Binoculars Carl Zeiss Jena D.F.6x (1)

Magnification: 6x
Aperture (objective diameter): 21 mm
Field of view: 6.8 °
Visible field of view (eyepiece): 41 °
Plasticity: 1.75
The closest focusing distance: 4.8 m
Width: 14.5 cm
Height: 10.8  cm
Weight: 435 g
Production date: 1906-1907.

   In 1906-1907, Carl Zeiss radically changed the construction and the design of his binoculars (both “civilian” and military ones). Optical characteristics were significantly improved for the new devices (field of view and the lenses diameter were increased, while optical aberrations were reduced), and the devices’ construction was also changed: the central hinge and the “ears” for the neck strap were not attached to the binocular with the help of screws any more - they became the whole part with it instaed, an eccentric lens alignment system appeared and the design of its frame changed, prism covers spanned the binocular body and they were lubricated with a special compound at the joints with the purpose of tightness improvement. In addition, the prisms inside the binocular were no longer pressed by prismatic covers, but they were fixed with special flat springs, which increased the device reliability significantly.
   The new version of military binocular D.F.6х (its old version is available by the following link: https://binocollection.com/catalog/binoculars-carl-zeiss-jena-df6x.html) appeared a little bit earlier than its “civil twin” – namely Telex binocular - https://binocollection.com/catalog/binocular-carl-zeiss-jena-telex-6x.html, around the end of 1906. This device became the most popular military binocular of the First World War and its release stopped in the 30s of the last century, before the Second World War. Around 1916-1917, the “D.F.6x” label was changed by “D.F.6x24”. There are several major modifications of this model:
   1st version: 6x21 - the one, where the lens frame and the lower prismatic cover are made as one component (starting from 1906/1907) and having the eyepieces case with the “transverse” knurling (see photo). Nearly 6,000 specimens were produced with such design option.

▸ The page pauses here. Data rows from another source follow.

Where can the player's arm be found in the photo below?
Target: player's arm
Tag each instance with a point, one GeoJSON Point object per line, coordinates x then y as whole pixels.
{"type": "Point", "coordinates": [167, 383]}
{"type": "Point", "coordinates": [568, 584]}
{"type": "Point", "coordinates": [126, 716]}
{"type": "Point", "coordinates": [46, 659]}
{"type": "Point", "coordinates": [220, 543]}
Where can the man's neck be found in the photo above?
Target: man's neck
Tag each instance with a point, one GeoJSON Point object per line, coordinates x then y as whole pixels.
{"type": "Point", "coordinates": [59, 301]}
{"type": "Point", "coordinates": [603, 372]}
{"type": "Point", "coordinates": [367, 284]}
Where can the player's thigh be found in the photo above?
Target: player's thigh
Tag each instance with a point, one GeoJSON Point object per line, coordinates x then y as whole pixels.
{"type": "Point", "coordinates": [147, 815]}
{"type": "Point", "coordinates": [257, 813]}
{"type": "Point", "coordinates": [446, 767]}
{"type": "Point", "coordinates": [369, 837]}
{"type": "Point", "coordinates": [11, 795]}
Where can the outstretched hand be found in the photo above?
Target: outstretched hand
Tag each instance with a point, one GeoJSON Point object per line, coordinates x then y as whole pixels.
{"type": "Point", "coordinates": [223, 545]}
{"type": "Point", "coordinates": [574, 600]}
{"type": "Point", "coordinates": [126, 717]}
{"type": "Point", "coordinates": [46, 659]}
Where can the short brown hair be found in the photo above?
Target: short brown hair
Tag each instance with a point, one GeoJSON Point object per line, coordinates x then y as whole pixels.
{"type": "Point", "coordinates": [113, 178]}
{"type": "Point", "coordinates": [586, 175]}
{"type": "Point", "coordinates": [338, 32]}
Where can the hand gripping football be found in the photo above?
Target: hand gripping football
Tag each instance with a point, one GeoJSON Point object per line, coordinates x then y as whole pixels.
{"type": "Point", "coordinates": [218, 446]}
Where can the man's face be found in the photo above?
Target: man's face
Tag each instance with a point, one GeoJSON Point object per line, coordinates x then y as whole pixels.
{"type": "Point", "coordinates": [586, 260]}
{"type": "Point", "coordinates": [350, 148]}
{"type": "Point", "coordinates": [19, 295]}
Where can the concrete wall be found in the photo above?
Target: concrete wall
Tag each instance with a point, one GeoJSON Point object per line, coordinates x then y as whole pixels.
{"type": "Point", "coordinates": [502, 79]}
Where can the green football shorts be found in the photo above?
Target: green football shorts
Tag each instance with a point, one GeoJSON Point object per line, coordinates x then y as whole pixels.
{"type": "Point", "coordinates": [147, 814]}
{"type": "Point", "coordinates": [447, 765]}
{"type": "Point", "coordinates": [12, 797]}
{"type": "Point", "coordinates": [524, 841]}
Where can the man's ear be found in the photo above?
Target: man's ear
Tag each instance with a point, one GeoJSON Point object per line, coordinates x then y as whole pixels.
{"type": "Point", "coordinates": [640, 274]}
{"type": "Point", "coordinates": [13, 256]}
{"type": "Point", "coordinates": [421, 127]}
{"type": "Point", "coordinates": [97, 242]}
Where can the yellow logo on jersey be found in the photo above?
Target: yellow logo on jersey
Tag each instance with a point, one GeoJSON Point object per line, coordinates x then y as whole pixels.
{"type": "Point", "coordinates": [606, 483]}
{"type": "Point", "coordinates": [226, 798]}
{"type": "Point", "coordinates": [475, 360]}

   2nd version: 6x21 - the one with double-ring type lens frames (starting from 1908/1909);
   3rd version: 6x24 - the one with double-ring type lens frames (starting from 1911/1912);
   4th version: 6x24 - the one with rounded objective covers (starting from 1913) https://binocollection.com/catalog/binoculars-carl-zeiss-jena-df6x-3.html.
   The presented binocular belongs to a very early, 1st version (the lens frame and the lower prismatic cover are made as one component) and it was released around the end of 1906 and the beginning of 1907. The device is rare and it still possesses an old numbering system (serial number), which is located on the front right prismatic cover edge – it is 15456 (see photo). An inscription “P.Nr.6744” (Privatnummer 6744) on the front right prismatic cover means that the binocular has its own number for sale to military personnel in a private order and with the permission of military department. This model was produced for a very short time with such marking.
   The binocular’s “military" application is also proved by the large diameter of the central hinge clamp (lock) (see photo). The interpupillary distances scale is indicated on the upper hinge disk. The eyepieces grooves (knurling) are located perpendicularly to each other (“transverse” knurling), the eyepieces have a diopter scale for acutance adjustment. The upper prismatic cover width is 42.5 mm; the binocular height from lens frames’ lower cut to upper prismatic cover is equal to 65 mm. The eyepieces base diameter is equal to 20.5 mm.
   There are inscriptions “Carl Zeiss Jenna” on the left prism cover. There is also an inscription “D.F.6x P.Nr.6744” on the right prism cover. The inscription is made in block letters (early models had an inscription in italics until 1904) on the background of Carl Zeiss Tessar photo lens schematic image. The serial number “15456” is located on the front right prismatic cover edge. Prism covers are made of brass (they were made of such material until 1915-1916, zinc alloy was used later instead) and they are attached to the binocular carcass with the help of three screws.
   The binocular’s coffer has features peculiar to military coffers of that period (see HansT.Seeger. ZeissHandfernlaser 1919-1946, Modelle-Merkmale-Mythos, pp. 607-627): namely, the rotating side loops for a belt, carrying handle is located on the top cover, wide loop for attaching the coffer to a waist belt, specific rivets (see photo). The coffer’s top cover is of a “seamless” design.